The researchers said that the reprogramming was particularly surprising because once formed, neurons normally are relatively staid and stable, and because the injured part of the neuron was "replaced" by a very structurally and functionally different component of the same cell.
It's in the nature of the neuron's job to maintain and keep the parts that were present when it was created.
The researchers experimentally induced the injury to the neuron in the Drosophila melanogaster's brain by using a laser to cut off the entire axon, the long, slender part that sends the neuron's signals to the brain's other cells.
In response to the injury, the dendrites, the parts of the neuron that receives signals from other cells in the brain, reshuffled their internal support structures, or cytoskeletons. Eventually one of the dendrites switched its polarity and grew into a permanent replacement for the damaged axon.
Polarity refers to the varying degrees of structural and functional asymmetry that characterize the neuron's parts. The polarity of the microtubules in axons and dendrites differ, reflecting the different roles of these cellular structures.

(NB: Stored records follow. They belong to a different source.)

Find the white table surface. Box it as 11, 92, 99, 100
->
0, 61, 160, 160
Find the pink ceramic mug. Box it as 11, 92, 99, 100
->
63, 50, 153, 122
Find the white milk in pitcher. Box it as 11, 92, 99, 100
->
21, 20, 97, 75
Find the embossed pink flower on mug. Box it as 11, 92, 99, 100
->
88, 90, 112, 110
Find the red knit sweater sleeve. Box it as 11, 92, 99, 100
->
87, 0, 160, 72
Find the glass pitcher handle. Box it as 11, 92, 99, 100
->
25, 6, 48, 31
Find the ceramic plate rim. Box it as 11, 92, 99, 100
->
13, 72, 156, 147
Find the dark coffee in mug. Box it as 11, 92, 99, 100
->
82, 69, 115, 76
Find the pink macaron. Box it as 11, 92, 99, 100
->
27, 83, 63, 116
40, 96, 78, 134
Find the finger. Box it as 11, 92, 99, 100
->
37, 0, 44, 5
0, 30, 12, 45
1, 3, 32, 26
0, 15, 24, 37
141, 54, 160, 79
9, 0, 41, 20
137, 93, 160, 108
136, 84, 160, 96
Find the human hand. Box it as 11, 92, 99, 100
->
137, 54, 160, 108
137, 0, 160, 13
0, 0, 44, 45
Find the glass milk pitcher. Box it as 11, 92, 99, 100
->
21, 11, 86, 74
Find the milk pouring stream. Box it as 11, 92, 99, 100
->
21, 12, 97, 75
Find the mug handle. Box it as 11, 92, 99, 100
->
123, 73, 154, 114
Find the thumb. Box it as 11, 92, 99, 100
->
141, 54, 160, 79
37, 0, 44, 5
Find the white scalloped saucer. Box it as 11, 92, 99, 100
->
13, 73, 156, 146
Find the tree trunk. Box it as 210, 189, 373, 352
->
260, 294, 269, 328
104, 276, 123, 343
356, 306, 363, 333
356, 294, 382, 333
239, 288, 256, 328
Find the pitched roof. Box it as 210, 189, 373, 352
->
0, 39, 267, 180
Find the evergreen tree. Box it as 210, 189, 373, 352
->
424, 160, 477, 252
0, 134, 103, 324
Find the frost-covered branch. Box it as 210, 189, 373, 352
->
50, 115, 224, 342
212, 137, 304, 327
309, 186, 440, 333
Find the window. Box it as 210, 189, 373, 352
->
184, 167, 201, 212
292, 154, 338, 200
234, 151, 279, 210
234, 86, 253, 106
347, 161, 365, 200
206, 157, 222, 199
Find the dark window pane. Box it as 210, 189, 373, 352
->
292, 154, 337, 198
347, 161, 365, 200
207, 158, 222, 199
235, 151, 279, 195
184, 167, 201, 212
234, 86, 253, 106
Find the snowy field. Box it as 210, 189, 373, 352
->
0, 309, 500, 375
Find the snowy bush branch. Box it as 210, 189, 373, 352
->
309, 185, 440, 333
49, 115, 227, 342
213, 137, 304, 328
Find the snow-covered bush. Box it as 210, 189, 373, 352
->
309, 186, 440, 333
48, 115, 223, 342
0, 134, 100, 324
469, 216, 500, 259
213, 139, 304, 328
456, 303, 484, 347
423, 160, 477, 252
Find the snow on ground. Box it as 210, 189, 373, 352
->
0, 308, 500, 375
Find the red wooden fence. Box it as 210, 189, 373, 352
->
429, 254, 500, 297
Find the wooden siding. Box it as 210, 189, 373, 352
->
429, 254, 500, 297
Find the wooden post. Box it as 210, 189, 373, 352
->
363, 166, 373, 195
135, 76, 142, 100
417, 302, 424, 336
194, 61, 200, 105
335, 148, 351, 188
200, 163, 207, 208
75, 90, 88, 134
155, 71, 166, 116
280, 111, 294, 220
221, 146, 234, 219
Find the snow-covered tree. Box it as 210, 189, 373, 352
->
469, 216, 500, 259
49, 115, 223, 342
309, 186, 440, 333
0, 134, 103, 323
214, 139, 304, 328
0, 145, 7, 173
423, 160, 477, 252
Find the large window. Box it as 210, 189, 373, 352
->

Microtubules, the basic units of the cytoskeleton, are polymerized proteins that stack up into a strong, stable and highly polarized cellular backbone that also acts as an internal trackway for long-range intracellular transport.
When the researchers used a laser to cut off the entire axon of the Drosophila neuron, the supposedly stable dendritic microtubules burst into action, essentially deconstructing and rebuilding the entire dendritic microtubule cytoskeleton.
Growing microtubules dramatically increased in number, and their polarity became fluid. This dynamic microtubule response, the researchers said, was specific to axon, not dendrite, injury.
Only two to three days after the injury, the one dendrite finally took on its new axonal microtubule polarity and began forming an axon.
Microtubule dynamics settled down in the remaining dendrites, assuming the normal overall layout that characterized the neuron before the injury. The repaired neuron had one axon and several dendrites with opposite microtubule orientation.
Stone and colleagues said that they believe that exploring microtubule control is critical to understanding how axons regenerate from dendrites.
By manipulating levels of intracellular proteins, the researchers discovered that they could speed up the dendrite-to-axon transformation by slowing down microtubule dynamics.
This antagonism could be important to allow the neuron to correctly repolarize its microtubules before growing the new axon, the researchers said.
The study was presented at the American Society for Cell Biology (ASCB) 49th Annual Meeting, Dec. 5-9, 2009 in San Diego.